Telah diriwayatkan melalui hadis Abdur Rahman ibnu Abdullah ibnu Mas'ud,
dari ayahnya, juga melalui hadis Abu Ishaq, dari Muhammad ibnu Sa'd,
dari ayahnya. Abdur Rahman ibnu Zaid ibnu Aslam mengatakan bahwa fusuq
dalam ayat ini artinya melakukan sembelihan untuk berhala-berhala,
seperti pengertian yang terdapat di dalam Firman-Nya:
أَوْ فِسْقاً أُهِلَّ لِغَيْرِ اللَّهِ بِهِ
atau binatang yang disembelih atas nama selain Allah. (Al-An'am: 145)

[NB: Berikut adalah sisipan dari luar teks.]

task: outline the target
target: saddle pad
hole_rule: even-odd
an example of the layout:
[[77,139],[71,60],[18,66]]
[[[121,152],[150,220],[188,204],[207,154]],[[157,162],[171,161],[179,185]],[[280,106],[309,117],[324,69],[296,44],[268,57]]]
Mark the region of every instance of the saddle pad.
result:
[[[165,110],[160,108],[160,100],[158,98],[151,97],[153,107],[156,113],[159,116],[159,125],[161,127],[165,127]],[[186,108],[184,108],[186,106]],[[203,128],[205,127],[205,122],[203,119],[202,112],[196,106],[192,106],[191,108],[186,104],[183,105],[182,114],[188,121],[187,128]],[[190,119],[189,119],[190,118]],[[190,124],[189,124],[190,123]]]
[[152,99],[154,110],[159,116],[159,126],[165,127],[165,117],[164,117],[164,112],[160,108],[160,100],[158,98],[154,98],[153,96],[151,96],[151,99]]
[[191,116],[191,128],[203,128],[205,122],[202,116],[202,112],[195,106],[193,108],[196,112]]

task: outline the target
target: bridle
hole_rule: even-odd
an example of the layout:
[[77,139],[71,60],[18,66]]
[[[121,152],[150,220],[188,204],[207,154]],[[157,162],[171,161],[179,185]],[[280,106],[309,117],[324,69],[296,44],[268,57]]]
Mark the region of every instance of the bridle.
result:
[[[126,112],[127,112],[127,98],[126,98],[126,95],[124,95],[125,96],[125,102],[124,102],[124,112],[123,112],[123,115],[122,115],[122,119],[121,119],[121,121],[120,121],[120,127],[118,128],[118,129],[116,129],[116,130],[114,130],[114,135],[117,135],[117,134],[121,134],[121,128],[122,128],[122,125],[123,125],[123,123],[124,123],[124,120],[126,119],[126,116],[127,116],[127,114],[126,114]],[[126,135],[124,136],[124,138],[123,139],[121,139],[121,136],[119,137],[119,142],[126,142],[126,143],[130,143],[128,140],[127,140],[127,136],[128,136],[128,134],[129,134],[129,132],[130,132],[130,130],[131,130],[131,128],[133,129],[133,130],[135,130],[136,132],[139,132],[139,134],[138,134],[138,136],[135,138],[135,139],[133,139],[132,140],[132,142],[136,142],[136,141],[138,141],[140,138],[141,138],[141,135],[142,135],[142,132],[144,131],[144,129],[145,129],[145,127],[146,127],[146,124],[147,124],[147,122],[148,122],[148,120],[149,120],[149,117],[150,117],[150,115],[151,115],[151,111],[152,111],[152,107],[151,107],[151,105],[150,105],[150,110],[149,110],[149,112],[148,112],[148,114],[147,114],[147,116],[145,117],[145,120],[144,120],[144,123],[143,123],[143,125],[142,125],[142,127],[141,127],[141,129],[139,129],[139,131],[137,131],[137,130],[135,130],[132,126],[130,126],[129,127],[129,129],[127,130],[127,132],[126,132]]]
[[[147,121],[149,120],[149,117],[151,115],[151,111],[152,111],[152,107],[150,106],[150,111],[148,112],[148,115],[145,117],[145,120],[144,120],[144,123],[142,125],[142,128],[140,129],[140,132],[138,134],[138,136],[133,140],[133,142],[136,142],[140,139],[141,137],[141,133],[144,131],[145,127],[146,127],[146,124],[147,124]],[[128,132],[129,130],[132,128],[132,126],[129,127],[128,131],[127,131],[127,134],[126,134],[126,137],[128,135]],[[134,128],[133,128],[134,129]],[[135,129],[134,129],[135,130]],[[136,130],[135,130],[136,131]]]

Ad-Dahhak mengatakan, al-fusuq artinya saling memanggil dengan julukan-julukan yang buruk.
Pendapat orang-orang yang mengatakan bahwa makna fusuq dalam ayat ini
ialah semua perbuatan maksiat merupakan pendapat yang benar, sebagaimana
Allah melarang perbuatan zalim (aniaya) dalam bulan-bulan haram,
sekalipun dalam sepanjang masa perbuatan ini diharamkan, hanya saja
dalam bulan-bulan haram lebih keras lagi keharamannya. Karena itulah
maka Allah Swt. berfirman:
مِنْها أَرْبَعَةٌ حُرُمٌ ذلِكَ الدِّينُ الْقَيِّمُ فَلا تَظْلِمُوا فِيهِنَّ أَنْفُسَكُمْ
di antaranya empat bulan haram. Itulah (ketetapan) agama yang lurus,
maka janganlah kalian menganiaya diri kalian sendiri dalam bulan yang
empat ini. (At-Taubah: 36)
Sehubungan dengan melakukan perbuatan zalim di Tanah Suci, Allah Swt. berfirman:
وَمَنْ يُرِدْ فِيهِ بِإِلْحادٍ بِظُلْمٍ نُذِقْهُ مِنْ عَذابٍ أَلِيمٍ
Dan siapa yang bermaksud di dalamnya melakukan kejahatan secara zalim,
niscaya Kami rasakan kepadanya sebagian siksa yang pedih.(Al-Hajj: 25)
Ibnu Jarir memilih pendapat yang mengatakan bahwa isitilah fusuq dalam
ayat ini ialah semua perbuatan yang dilarang di dalam ihram, seperti
membunuh binatang buruan, mencukur rambut kepala, memotong kuku, dan
lain sebagainya yang sejenis, seperti yang disebutkan dari Ibnu Umar.
Akan tetapi, semua apa yang telah kami sebutkan adalah harus lebih
dijauhi.
Disebutkan di dalam kitab Sahihain melalui hadis Abu Hazm, dari sahabat
Abu Hurairah r.a. yang menceritakan bahwa Rasulullah Saw. pernah
bersabda:
«من حَجَّ هَذَا الْبَيْتَ، فَلَمْ يَرْفُثْ وَلَمْ يَفْسُقْ خَرَجَ مِنْ ذُنُوبِهِ كَيَوْمِ وَلَدَتْهُ أُمُّهُ»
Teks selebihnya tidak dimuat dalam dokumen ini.